= Telegraph Act =

Stock short title used for UK legislation

Telegraph Act is a stock short title which used to be used for legislation in the United Kingdom, relating to telegraphy.

The Bill for an Act with this short title may have been known as a Telegraph Bill during its passage through Parliament.

Telegraph Acts may be a generic name either for legislation bearing that short title or for all legislation which relates to telegraphy. It is a term of art.

See also Wireless Telegraphy Act.

==List==
The Telegraph Act 1863 (26 & 27 Vict. c. 112)
The Telegraph Act Amendment Act 1866 (29 & 30 Vict. c. 3)
The Telegraph Act 1868 (31 & 32 Vict. c. 110)
The Telegraph Act 1869 (32 & 33 Vict. c. 73)
The Telegraph Act 1870 (33 & 34 Vict. c. 88)
The Telegraph Act 1878 (41 & 42 Vict. c. 76)
The Submarine Telegraph Act 1885 (48 & 49 Vict. c. 49)
The Telegraph Act 1885 (48 & 49 Vict. c. 58)
The Submarine Telegraph Act 1886 (50 Vict. c. 3)
The Telegraph (Isle of Man) Act 1889 (52 & 53 Vict. c. 34)
The Telegraph Act 1892 (55 & 56 Vict. c. 59)
The Telegraph Act 1899 (62 & 63 Vict. c. 38)
The Telegraph (Money) Act 1907 (7 Edw. 7. c. 6)
The Telegraph (Construction) Act 1908 (8 Edw. 7. c. 33)
The Telegraph (Arbitration) Act 1909 (9 Edw. 7. c. 20)
The Telegraph (Construction) Act 1911 (1 & 2 Geo. 5. c. 39)
The Telegraph (Construction) Act 1916 (6 & 7 Geo. 5. c. 40)

The Telegraph Acts

The Telegraph Acts 1868–1869 means the Telegraph Act 1868 and the Telegraph Act 1869.

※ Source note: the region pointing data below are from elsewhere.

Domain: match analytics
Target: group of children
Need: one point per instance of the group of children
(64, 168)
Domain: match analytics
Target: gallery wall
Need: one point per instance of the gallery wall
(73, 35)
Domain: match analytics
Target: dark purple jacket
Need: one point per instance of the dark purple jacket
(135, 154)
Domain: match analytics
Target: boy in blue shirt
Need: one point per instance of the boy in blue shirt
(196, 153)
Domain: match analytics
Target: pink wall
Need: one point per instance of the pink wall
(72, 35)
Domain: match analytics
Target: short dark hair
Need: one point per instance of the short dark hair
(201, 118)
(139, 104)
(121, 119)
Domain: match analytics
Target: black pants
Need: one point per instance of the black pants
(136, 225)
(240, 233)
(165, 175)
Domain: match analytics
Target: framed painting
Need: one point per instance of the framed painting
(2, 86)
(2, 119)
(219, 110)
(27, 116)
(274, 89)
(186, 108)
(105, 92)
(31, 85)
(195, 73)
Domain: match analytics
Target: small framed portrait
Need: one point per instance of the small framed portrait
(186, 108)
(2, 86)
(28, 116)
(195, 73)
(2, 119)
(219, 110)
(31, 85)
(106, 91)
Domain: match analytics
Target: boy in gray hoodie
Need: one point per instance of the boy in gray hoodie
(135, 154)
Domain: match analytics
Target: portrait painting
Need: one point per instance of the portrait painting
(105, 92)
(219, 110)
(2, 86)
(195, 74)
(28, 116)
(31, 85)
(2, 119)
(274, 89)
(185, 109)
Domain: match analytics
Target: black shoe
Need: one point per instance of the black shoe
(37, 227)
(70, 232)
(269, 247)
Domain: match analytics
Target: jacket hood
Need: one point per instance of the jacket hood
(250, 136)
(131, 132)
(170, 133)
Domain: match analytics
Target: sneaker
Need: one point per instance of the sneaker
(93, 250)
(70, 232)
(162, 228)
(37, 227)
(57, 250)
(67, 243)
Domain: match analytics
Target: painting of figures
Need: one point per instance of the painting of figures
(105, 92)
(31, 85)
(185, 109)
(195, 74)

The Telegraph Acts 1863 to 1892 means the Telegraph Act 1863, the Telegraph Act Amendment Act 1866, the Telegraph Act 1868, the Telegraph Act 1869, the Telegraph Act 1870, the Telegraph Act 1878, the Telegraph Act 1885, the Telegraph (Isle of Man) Act 1889 and the Telegraph Act 1892.